La Giunta per le Autorizzazioni della Camera blinda le intercettazioni per Nicola Cosentino

La decisione definitiva era stata presa nella seduta del 14 aprile scorso: l’autorizzazione all’utilizzo delle intercettazioni che coinvolgono l’onorevole Nicola Cosentino è negata.

La vicenda, che vede il sottosegretario all’Economia Nicola Cosentino indagato per concorso esterno in associazione camorristica, esplode nel mese di novembre 2009, in concomitanza con la richiesta d’arresto presentata dal GIP del Tribunale di Napoli, Raffaele Piccirillo, per conto dei Pubblici Ministeri Alessandro Milita e Giuseppe Narducci.
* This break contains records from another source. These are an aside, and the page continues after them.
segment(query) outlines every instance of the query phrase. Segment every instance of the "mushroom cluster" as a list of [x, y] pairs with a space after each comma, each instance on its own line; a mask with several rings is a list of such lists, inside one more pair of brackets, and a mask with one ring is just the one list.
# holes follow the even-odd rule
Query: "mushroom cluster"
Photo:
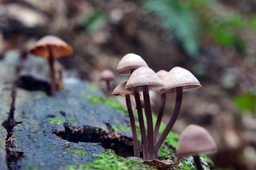
[[[183, 92], [201, 87], [200, 83], [190, 71], [178, 67], [174, 67], [169, 72], [162, 70], [156, 73], [148, 68], [141, 57], [134, 54], [127, 54], [122, 59], [117, 66], [116, 72], [118, 74], [131, 75], [127, 82], [116, 86], [112, 94], [125, 97], [131, 121], [134, 156], [139, 157], [140, 153], [130, 96], [134, 97], [136, 103], [136, 109], [138, 114], [143, 159], [148, 160], [157, 159], [160, 147], [172, 129], [179, 115]], [[150, 99], [149, 91], [157, 91], [160, 92], [161, 95], [160, 108], [154, 130], [151, 109], [155, 107], [155, 105]], [[164, 109], [166, 95], [172, 93], [176, 94], [176, 100], [172, 114], [165, 129], [158, 137], [159, 128]], [[142, 94], [143, 99], [141, 96]], [[155, 106], [154, 106], [154, 105]], [[143, 119], [142, 108], [145, 110], [147, 120], [147, 133]], [[193, 128], [192, 129], [194, 129], [196, 131], [188, 133], [186, 133], [188, 129], [188, 131], [191, 130], [191, 127]], [[181, 134], [180, 139], [179, 141], [179, 146], [177, 151], [178, 155], [189, 154], [194, 155], [195, 153], [192, 151], [189, 152], [189, 150], [184, 149], [188, 147], [184, 146], [191, 145], [186, 142], [191, 142], [193, 139], [193, 142], [195, 143], [195, 145], [196, 143], [198, 144], [200, 143], [200, 142], [205, 142], [205, 143], [202, 144], [200, 146], [202, 147], [204, 145], [211, 145], [208, 146], [209, 149], [204, 150], [202, 149], [200, 150], [200, 149], [199, 149], [199, 151], [196, 152], [196, 153], [210, 153], [216, 151], [216, 144], [212, 137], [206, 130], [204, 129], [204, 130], [202, 130], [203, 129], [203, 128], [193, 125], [189, 126], [184, 130], [185, 132]], [[190, 137], [188, 137], [188, 136]], [[184, 138], [183, 136], [185, 137]], [[198, 137], [199, 136], [200, 137], [203, 139], [203, 141], [196, 141], [198, 140]], [[188, 139], [189, 139], [188, 140]], [[183, 150], [181, 152], [181, 149], [182, 149]], [[191, 149], [196, 149], [195, 148]], [[184, 151], [184, 149], [187, 151]], [[194, 155], [194, 158], [196, 165], [199, 169], [200, 168], [199, 165], [198, 165], [198, 161], [199, 159], [196, 156], [197, 155]], [[200, 164], [200, 160], [199, 164]]]

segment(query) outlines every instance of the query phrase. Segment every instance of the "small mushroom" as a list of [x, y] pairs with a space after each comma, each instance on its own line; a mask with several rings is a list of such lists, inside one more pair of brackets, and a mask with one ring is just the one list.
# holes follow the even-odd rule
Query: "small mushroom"
[[113, 71], [108, 69], [104, 70], [102, 71], [100, 76], [101, 81], [106, 81], [107, 86], [110, 85], [110, 81], [113, 81], [115, 76]]
[[[142, 66], [148, 67], [148, 64], [140, 56], [133, 53], [128, 54], [124, 55], [119, 62], [116, 68], [116, 72], [117, 74], [130, 75], [136, 69]], [[143, 157], [144, 159], [146, 159], [148, 158], [148, 141], [140, 94], [138, 91], [135, 91], [133, 92], [138, 113]]]
[[117, 74], [131, 75], [136, 69], [140, 67], [148, 67], [141, 57], [133, 53], [126, 54], [119, 62], [116, 68]]
[[187, 91], [201, 87], [199, 81], [190, 71], [179, 67], [174, 67], [169, 71], [164, 79], [164, 82], [165, 86], [162, 90], [164, 90], [166, 93], [176, 92], [176, 101], [172, 117], [155, 144], [156, 157], [158, 155], [161, 145], [172, 129], [179, 115], [181, 105], [182, 91]]
[[37, 41], [29, 52], [36, 56], [47, 58], [50, 68], [51, 95], [55, 96], [54, 60], [71, 55], [73, 52], [72, 47], [60, 38], [54, 35], [46, 35]]
[[[164, 81], [164, 78], [167, 73], [168, 72], [165, 70], [161, 70], [156, 72], [156, 74], [158, 78], [163, 81]], [[154, 130], [154, 144], [156, 143], [156, 137], [158, 135], [160, 124], [161, 123], [162, 117], [163, 117], [163, 115], [164, 114], [164, 106], [165, 105], [166, 100], [166, 93], [164, 92], [164, 91], [162, 91], [161, 92], [161, 103], [160, 105], [160, 108], [159, 109], [158, 115], [157, 115], [157, 119], [156, 120], [156, 123]]]
[[[160, 90], [164, 86], [154, 71], [146, 67], [141, 67], [133, 71], [125, 86], [129, 90], [143, 92], [148, 129], [148, 160], [155, 159], [153, 121], [149, 91]], [[139, 102], [140, 104], [140, 101]]]
[[137, 133], [136, 132], [136, 126], [135, 125], [135, 120], [132, 108], [131, 103], [130, 95], [133, 96], [132, 92], [125, 89], [127, 81], [118, 85], [114, 89], [112, 94], [118, 96], [125, 97], [126, 105], [127, 109], [129, 114], [130, 118], [131, 126], [132, 128], [132, 140], [133, 142], [133, 152], [134, 156], [136, 157], [140, 157], [140, 152], [139, 151], [139, 144], [137, 137]]
[[192, 155], [197, 169], [203, 170], [199, 154], [216, 152], [217, 147], [213, 138], [205, 129], [191, 124], [180, 134], [176, 152], [177, 156]]

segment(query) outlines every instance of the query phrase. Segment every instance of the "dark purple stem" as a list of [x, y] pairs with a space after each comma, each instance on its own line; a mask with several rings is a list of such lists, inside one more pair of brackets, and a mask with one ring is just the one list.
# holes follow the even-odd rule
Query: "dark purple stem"
[[156, 158], [158, 156], [158, 152], [160, 147], [161, 147], [161, 145], [163, 144], [164, 140], [166, 138], [167, 136], [172, 129], [172, 126], [173, 126], [173, 125], [178, 117], [180, 110], [180, 106], [182, 101], [182, 86], [177, 87], [176, 87], [176, 90], [177, 93], [176, 95], [176, 101], [172, 115], [165, 129], [155, 144], [155, 157]]
[[50, 46], [48, 46], [48, 49], [49, 50], [49, 57], [48, 61], [50, 68], [50, 74], [51, 75], [51, 95], [55, 97], [56, 92], [56, 84], [55, 83], [55, 71], [54, 71], [53, 63], [54, 58], [53, 54], [52, 49]]
[[157, 136], [157, 135], [158, 135], [159, 128], [160, 127], [160, 124], [161, 124], [161, 121], [162, 120], [163, 115], [164, 114], [164, 106], [165, 105], [166, 100], [166, 93], [163, 92], [161, 95], [161, 104], [160, 106], [160, 108], [159, 109], [159, 112], [157, 115], [157, 120], [156, 120], [156, 126], [155, 127], [154, 144], [156, 143], [156, 137]]
[[204, 169], [201, 165], [201, 162], [200, 161], [200, 157], [199, 156], [193, 156], [194, 159], [195, 163], [196, 164], [196, 169], [197, 170], [204, 170]]
[[148, 86], [146, 85], [143, 88], [143, 97], [145, 105], [144, 109], [148, 129], [148, 160], [152, 160], [155, 159], [153, 119], [152, 118], [152, 112], [150, 104]]
[[140, 95], [137, 90], [133, 91], [135, 101], [137, 107], [137, 111], [138, 113], [139, 122], [140, 123], [140, 135], [141, 136], [142, 149], [143, 152], [143, 158], [145, 160], [148, 160], [148, 141], [146, 135], [146, 130], [143, 119], [143, 113], [141, 108], [141, 104], [140, 99]]
[[137, 133], [136, 132], [136, 127], [135, 125], [135, 120], [133, 116], [132, 109], [132, 108], [131, 98], [129, 95], [125, 95], [125, 100], [126, 100], [126, 105], [127, 106], [127, 109], [128, 110], [128, 112], [129, 113], [129, 117], [130, 117], [130, 121], [131, 122], [131, 126], [132, 128], [132, 133], [134, 156], [137, 157], [140, 157], [138, 139], [138, 138], [137, 138]]

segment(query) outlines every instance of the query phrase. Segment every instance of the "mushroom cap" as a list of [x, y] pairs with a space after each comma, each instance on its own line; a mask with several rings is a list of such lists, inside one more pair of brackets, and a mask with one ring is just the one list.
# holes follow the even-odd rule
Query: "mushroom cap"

Richiesta d’arresto che, come consuetudine vuole, la Camera non tardò a rigettare.

L’inchiesta vede l’Onorevole Nicola Cosentino esponente politico di riferimento dei clan camorristici di Casal Di Principe e del casertano in generale; il suo ruolo, secondo le indagini dei pm, è quello di "controllore politico" di ECO4, società deputata allo smaltimento dei rifiuti e diretta dai fratelli Michele e Sergio Orsi, esponenti del clan Bidognetti prima e degli Schiavone/Zagaria poi.
La società ECO4, al fine di raggiungere l’obiettivo di rompere il monopolio della FIBE nel settore degli inceneritori in Campania, diventa socio privato del consorzio a capitale misto CE4, che vede la nomina di Giuseppe Valente come Presidente.
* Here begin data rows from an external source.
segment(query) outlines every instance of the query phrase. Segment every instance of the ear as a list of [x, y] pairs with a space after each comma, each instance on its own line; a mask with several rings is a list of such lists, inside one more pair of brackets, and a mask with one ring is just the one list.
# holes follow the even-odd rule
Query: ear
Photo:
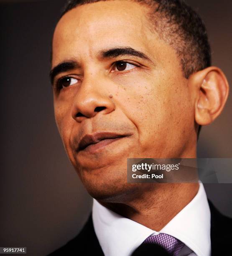
[[220, 115], [228, 97], [225, 75], [220, 69], [210, 67], [193, 74], [189, 82], [195, 92], [195, 121], [199, 125], [209, 124]]

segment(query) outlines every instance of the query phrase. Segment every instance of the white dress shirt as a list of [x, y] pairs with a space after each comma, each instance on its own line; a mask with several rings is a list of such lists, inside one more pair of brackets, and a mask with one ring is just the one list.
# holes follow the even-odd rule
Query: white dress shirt
[[129, 256], [151, 235], [165, 233], [185, 245], [178, 256], [211, 255], [210, 211], [203, 184], [193, 200], [159, 232], [109, 210], [94, 199], [94, 227], [105, 256]]

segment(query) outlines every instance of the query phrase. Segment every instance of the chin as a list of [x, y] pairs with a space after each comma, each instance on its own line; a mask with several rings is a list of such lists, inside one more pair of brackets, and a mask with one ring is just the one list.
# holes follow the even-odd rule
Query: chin
[[127, 183], [126, 168], [119, 170], [111, 166], [84, 171], [79, 175], [89, 194], [102, 202], [124, 201], [136, 185]]

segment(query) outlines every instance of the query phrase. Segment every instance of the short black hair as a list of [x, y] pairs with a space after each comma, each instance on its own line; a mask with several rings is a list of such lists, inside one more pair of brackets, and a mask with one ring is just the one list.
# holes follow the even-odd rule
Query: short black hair
[[[78, 5], [112, 0], [69, 0], [61, 17]], [[180, 0], [128, 0], [149, 7], [152, 28], [174, 49], [186, 78], [211, 66], [205, 26], [199, 15]]]

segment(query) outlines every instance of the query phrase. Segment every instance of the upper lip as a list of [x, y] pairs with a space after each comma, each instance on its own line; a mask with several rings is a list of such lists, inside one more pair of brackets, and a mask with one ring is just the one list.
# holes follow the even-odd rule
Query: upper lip
[[106, 139], [114, 139], [130, 136], [131, 134], [119, 134], [110, 132], [97, 133], [92, 134], [86, 134], [83, 136], [78, 143], [77, 151], [84, 149], [89, 145], [96, 144]]

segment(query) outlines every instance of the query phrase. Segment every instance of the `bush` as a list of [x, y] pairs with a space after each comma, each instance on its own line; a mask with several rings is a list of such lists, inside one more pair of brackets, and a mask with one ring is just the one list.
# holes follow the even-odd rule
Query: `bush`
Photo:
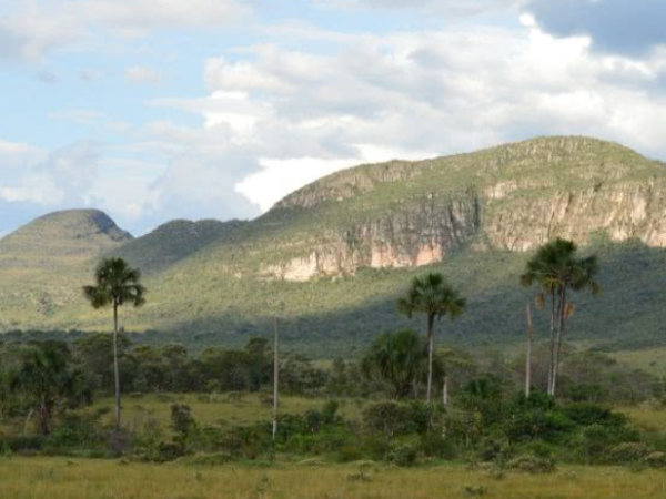
[[396, 466], [412, 466], [416, 462], [418, 449], [415, 445], [408, 442], [396, 444], [390, 451], [386, 458]]
[[363, 411], [363, 422], [370, 431], [392, 438], [408, 434], [427, 432], [436, 415], [425, 404], [375, 403]]
[[555, 460], [551, 457], [526, 454], [508, 461], [507, 467], [527, 473], [551, 473], [555, 470]]
[[665, 452], [649, 452], [645, 457], [645, 462], [652, 468], [664, 468], [666, 466], [666, 454]]
[[610, 450], [610, 460], [617, 465], [628, 465], [644, 461], [648, 455], [645, 444], [632, 441], [615, 446]]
Sono proprio le telefonate di Nicola Cosentino con i fratelli Orsi e con Valente sulle difficoltà di accesso agli appalti di CE4 (a causa dell’opposizione dell’allora ministro Altero Matteoli, secondo le accuse dei pentiti) ad essere il centro della questione. In base al documento di richiesta della procura [PDF] si tratta di ben 46 telefonate chiave che, suffragate dalle interpretazioni fornite dagli stessi Orsi e dallo stesso Valente, dipingono Cosentino come il reale dominus del consorzio.

Le telefonate sono l’elemento probatorio fondamentale dell’accusa. Con la loro archiviazione (e distruzione) rischierà di cadere l’intero procedimento.

Le motivazioni [PDF] con cui la Giunta ha rigettato la richiesta di utilizzo da parte della procura sono state presentate per mano e bocca dell’onorevole Nino Lo Presti (PDL).

La prima: "La maggioranza della Giunta ha ritenuto che il nesso con la precedente deliberazione inerente al collega Cosentino (la richiesta d’arresto, ndr) fosse stretto a tal punto che sarebbe stato contraddittorio decidere diversamente".
In altre parole, secondo l’onorevole Lo Presti, pur valutando l’assenza del cosiddetto fumus persecutionis da parte della magistratura, una volta rigettata la richiesta d’arresto sarebbe - per qualche ignota ragione - incoerente accettare l’impiego delle intercettazioni.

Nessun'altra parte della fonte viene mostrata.